College of Life Science, State Key Laboratory of Crop Biology, Shandong Agricultural University, Tai'an 271018, PR China.
Plant Physiol Biochem. 2011 Oct;49(10):1228-37. doi: 10.1016/j.plaphy.2011.04.005. Epub 2011 Apr 14.
A tomato (Lycopersicon esculentum Mill.) chloroplast glutathione reductase gene (LeGR) was isolated and antisense transgenic tomato lines were obtained. Under chilling stress, transgenic plants accumulated more H(2)O(2), leaked more electrolyte and showed lower net photosynthetic rate (Pn), maximal photochemical efficiency of PSII (Fv/Fm) and oxidizable P700 compared with wild-type (WT) plants. Transgenic seedlings were more suppressed in fresh-weight growth and lost more cotyledon chlorophyll. The decrease in the activity of ascorbate peroxidase (APX) was implied to be potentially relevant to the greater accumulation of H(2)O(2) in transgenic plants. Chilling treatment induced more decrease in the level of reducted glutathione (GSH) and redox ratio of glutathione in transgenic plants than in WT plants, but aroused more increase in GSSG in transgenic plants than in WT plants. Total glutathione displayed no change. Besides, chilling stress resulted in greater decreases in the level of reducted ascorbate (AsA), total ascorbate and redox ratio of ascorbate in transgenic plants than in WT plants, but led to equivalent degree of dehydroascorbate (DHA) increase in WT and transgenic plants. These assessments of glutathione-ascorbate cycle revealed that the decrease of glutathione reductase activity in transgenic plants affected glutathione regeneration, and consequently affected ascorbate regeneration and total ascorbate content. This resulted in a greater accumulation of H(2)O(2) and an enhanced sensitivity to chilling stress in transgenic plants. Moreover, a putative concept model of ecophysiological reaction was discussed.
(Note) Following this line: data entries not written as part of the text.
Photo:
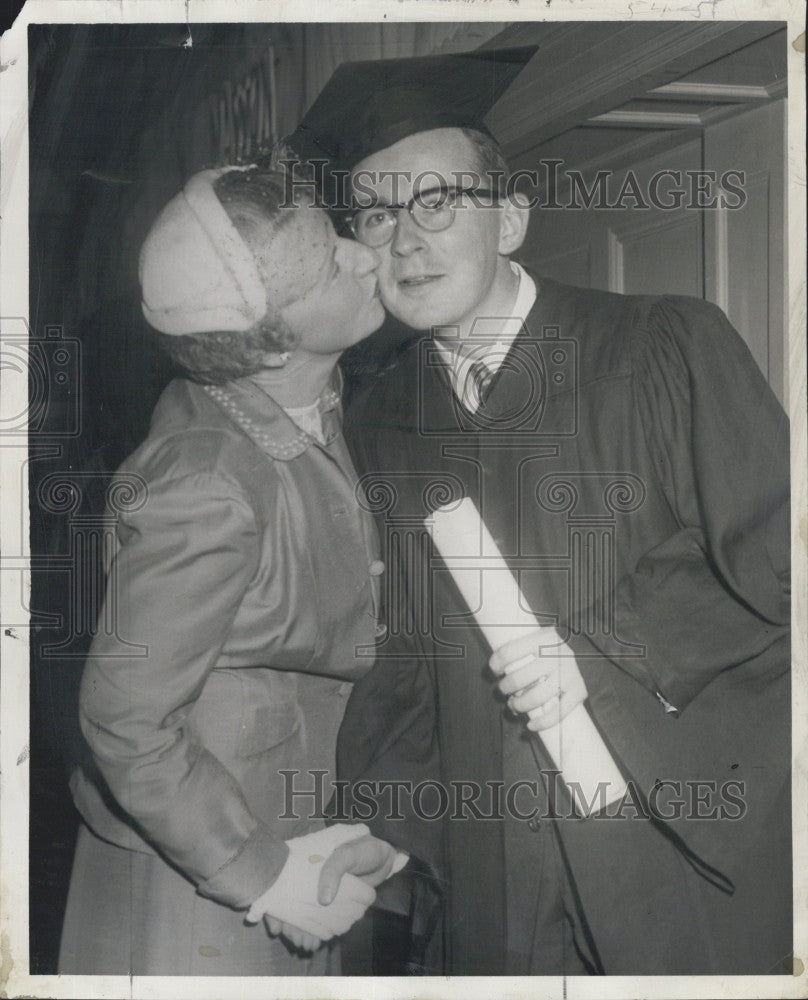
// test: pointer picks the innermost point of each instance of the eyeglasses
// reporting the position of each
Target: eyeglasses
(432, 210)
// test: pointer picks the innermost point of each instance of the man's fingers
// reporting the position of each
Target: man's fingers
(331, 874)
(528, 676)
(366, 856)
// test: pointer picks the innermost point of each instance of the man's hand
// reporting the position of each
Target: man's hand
(368, 858)
(545, 687)
(292, 902)
(299, 938)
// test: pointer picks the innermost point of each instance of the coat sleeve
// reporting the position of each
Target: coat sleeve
(185, 561)
(716, 592)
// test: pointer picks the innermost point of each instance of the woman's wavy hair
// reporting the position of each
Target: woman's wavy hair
(252, 200)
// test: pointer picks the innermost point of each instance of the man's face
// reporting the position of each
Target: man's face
(432, 278)
(323, 286)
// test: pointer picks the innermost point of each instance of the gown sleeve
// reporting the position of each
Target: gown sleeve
(185, 561)
(715, 593)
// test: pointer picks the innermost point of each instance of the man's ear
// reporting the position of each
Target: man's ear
(513, 223)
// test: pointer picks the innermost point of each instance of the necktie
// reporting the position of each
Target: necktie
(480, 376)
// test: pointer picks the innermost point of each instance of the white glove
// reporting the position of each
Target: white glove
(292, 897)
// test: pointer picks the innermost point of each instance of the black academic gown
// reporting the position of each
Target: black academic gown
(632, 456)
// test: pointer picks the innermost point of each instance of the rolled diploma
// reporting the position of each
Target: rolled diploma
(471, 555)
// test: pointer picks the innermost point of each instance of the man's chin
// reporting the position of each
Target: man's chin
(422, 318)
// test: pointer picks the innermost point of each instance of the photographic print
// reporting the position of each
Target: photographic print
(403, 432)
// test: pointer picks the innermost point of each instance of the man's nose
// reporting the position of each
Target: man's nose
(407, 236)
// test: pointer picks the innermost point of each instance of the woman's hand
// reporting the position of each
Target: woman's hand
(368, 858)
(540, 677)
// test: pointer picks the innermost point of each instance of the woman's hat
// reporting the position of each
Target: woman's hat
(197, 275)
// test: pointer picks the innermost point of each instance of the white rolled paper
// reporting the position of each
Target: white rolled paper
(499, 607)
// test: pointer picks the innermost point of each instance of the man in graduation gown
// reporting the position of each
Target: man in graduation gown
(631, 463)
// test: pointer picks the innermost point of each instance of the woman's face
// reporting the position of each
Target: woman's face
(323, 286)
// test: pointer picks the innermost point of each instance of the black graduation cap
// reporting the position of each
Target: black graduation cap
(367, 106)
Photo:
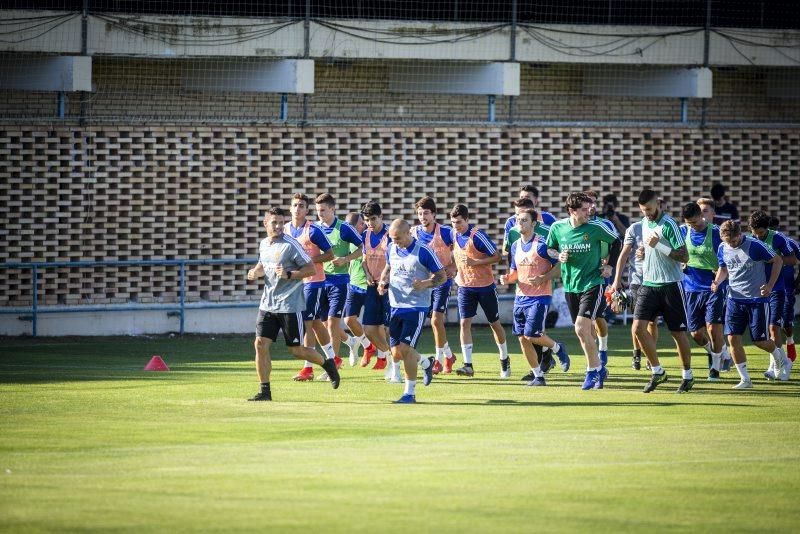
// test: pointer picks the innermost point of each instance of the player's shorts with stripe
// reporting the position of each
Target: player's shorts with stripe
(333, 300)
(269, 324)
(590, 304)
(376, 308)
(634, 291)
(529, 319)
(777, 301)
(313, 296)
(405, 327)
(741, 315)
(788, 308)
(667, 301)
(704, 307)
(470, 298)
(355, 301)
(440, 296)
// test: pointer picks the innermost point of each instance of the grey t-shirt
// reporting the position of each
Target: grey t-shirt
(633, 237)
(282, 295)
番茄质体谷胱甘肽还原酶基因(LeGR)的分离及其反义转基因番茄系的获得。在冷胁迫下,转基因植株积累了更多的 H₂O₂,电解质泄漏更多,净光合速率(Pn)、最大光化学效率 PSⅡ(Fv/Fm)和可氧化 P700 比野生型(WT)植株更低。与 WT 植株相比,转基因幼苗的鲜重生长受抑制程度更大,子叶叶绿素损失更多。推测抗坏血酸过氧化物酶(APX)活性的降低可能与转基因植株中 H₂O₂的积累量更大有关。冷胁迫诱导转基因植株中还原型谷胱甘肽(GSH)和谷胱甘肽还原比的水平下降幅度大于 WT 植株,但诱导转基因植株中 GSSG 的增加幅度大于 WT 植株。总谷胱甘肽没有变化。此外,冷胁迫导致转基因植株中还原型抗坏血酸(AsA)、总抗坏血酸和抗坏血酸还原比的水平下降幅度大于 WT 植株,但导致 WT 和转基因植株中 DHA 的增加幅度相同。这些对谷胱甘肽-抗坏血酸循环的评估表明,转基因植株中谷胱甘肽还原酶活性的降低影响了谷胱甘肽的再生,进而影响了抗坏血酸的再生和总抗坏血酸含量。这导致了 H₂O₂的积累增加和转基因植株对冷胁迫的敏感性增强。此外,还讨论了一个关于生态生理学反应的概念模型。